FDA Updates Fenofibrate Labeling — No Proven Cardiovascular Benefit

FDA Updates Fenofibrate Labeling — No Proven Cardiovascular Benefit
Source: Medical News highlighting; Official FDA Label Update: TRICOR (Fenofibrate) tablets – Prescribing Information, 2025 (accessdata.fda.gov).
1. Background
• Fenofibrates are lipid-modifying agents that lower triglycerides (TG) and modestly raise HDL cholesterol, commonly used in patients with mixed dyslipidemia.
• Historically, they were believed to provide cardiovascular protection, especially when combined with statins. However, multiple outcome trials have consistently failed to show this benefit.
2. FDA Decision
• In  2025, the U.S. Food and Drug Administration (FDA) finalized a labeling update confirming that fenofibrate therapy provides no proven cardiovascular benefit.
• The decision was based on large-scale studies such as FIELD, ACCORD-Lipid, and PROMINENT, all showing neutral cardiovascular outcomes despite lipid improvements.
• The new labeling also highlights a potential increased risk of venous thromboembolism, as observed in the PROMINENT trial (2022).
3. How the FDA Decision Evolved
• The process began when HealthyWomen, a U.S. nonprofit organization advocating for women’s health, submitted a citizen petition (Docket No. FDA-2024-P-1988) in 2024, requesting clearer labeling to prevent misleading cardiovascular claims.
• The FDA conducted a scientific review of all clinical data, including trial outcomes and post-marketing surveillance.

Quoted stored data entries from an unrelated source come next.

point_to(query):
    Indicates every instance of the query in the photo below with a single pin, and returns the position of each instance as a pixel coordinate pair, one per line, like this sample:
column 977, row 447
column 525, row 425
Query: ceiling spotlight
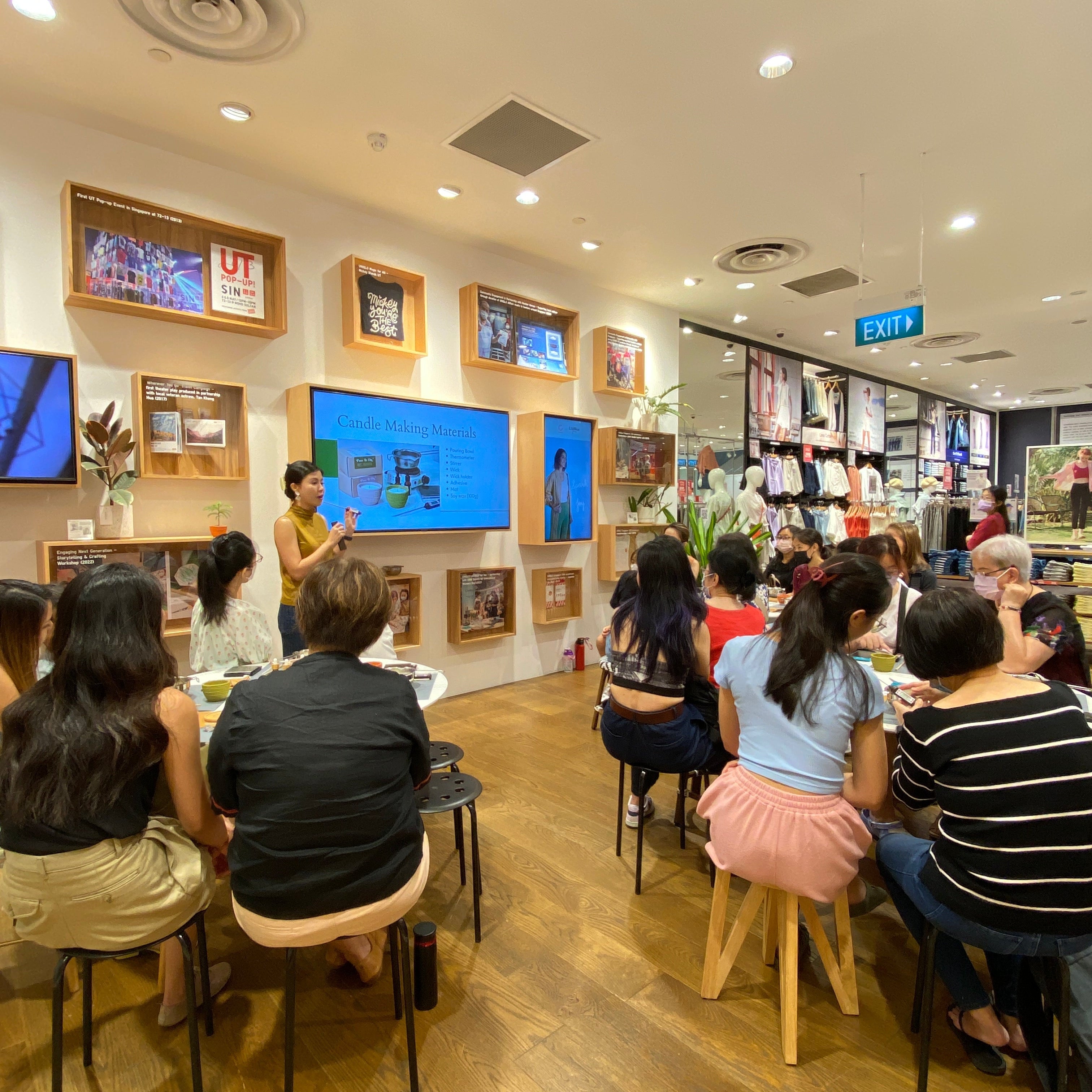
column 776, row 66
column 236, row 112
column 41, row 10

• After verification, the FDA issued its final decision in mid-2025, amending official product labels (e.g., TRICOR) to align with real-world evidence.

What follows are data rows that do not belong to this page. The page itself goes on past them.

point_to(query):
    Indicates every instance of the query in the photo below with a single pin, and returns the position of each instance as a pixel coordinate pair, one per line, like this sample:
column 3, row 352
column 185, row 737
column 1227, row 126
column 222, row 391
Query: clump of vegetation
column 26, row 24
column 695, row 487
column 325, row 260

• This process demonstrates how long-term scientific review and patient advocacy can reshape clinical practice—ensuring that drug labeling reflects evidence-based medicine and promotes rational prescribing.
4. Clinical Implications
• Fibrates should not be used for cardiovascular risk reduction.
• Their primary role is the management of severe hypertriglyceridemia (≥500 mg/dL) to prevent acute pancreatitis, not to lower ASCVD risk.
• Statins remain the cornerstone of lipid therapy for atherosclerotic prevention.
When Triglycerides Remain Elevated After Maximal Statin Therapy:
• Reassess secondary causes (e.g., diabetes, hypothyroidism, renal disease, alcohol, or medications).
• Optimize lifestyle: adopt a Mediterranean or low-carb diet, exercise ≥150 min/week, achieve ≥5–10% weight loss, and avoid alcohol if TG > 500 mg/dL.
• Confirm maximal tolerated statin dose and LDL-C control before adding any agent.
• Add-on options:
• If TG = 150–499 mg/dL → add icosapent ethyl (EPA 4 g/day) for cardiovascular event reduction (REDUCE-IT, NEJM 2019).
• If TG ≥ 500 mg/dL → fenofibrate may be added only to reduce the risk of pancreatitis, not for CV prevention. Ensure stable renal function and close monitoring if used alongside statins.
• Niacin is no longer recommended due to lack of benefit and increased adverse effects.
5. Key Takeaway
This FDA update reflects a broader movement toward precision and accountability in cardiovascular pharmacotherapy:
• Fenofibrates retain a role for triglyceride control in pancreatitis prevention,
• but should not be used for cardiovascular event reduction, even after maximal statin therapy.
• The decision also highlights how evidence-based regulatory action—initiated by patient advocacy and sustained by rigorous FDA review—can correct misconceptions and drive better clinical practice worldwide.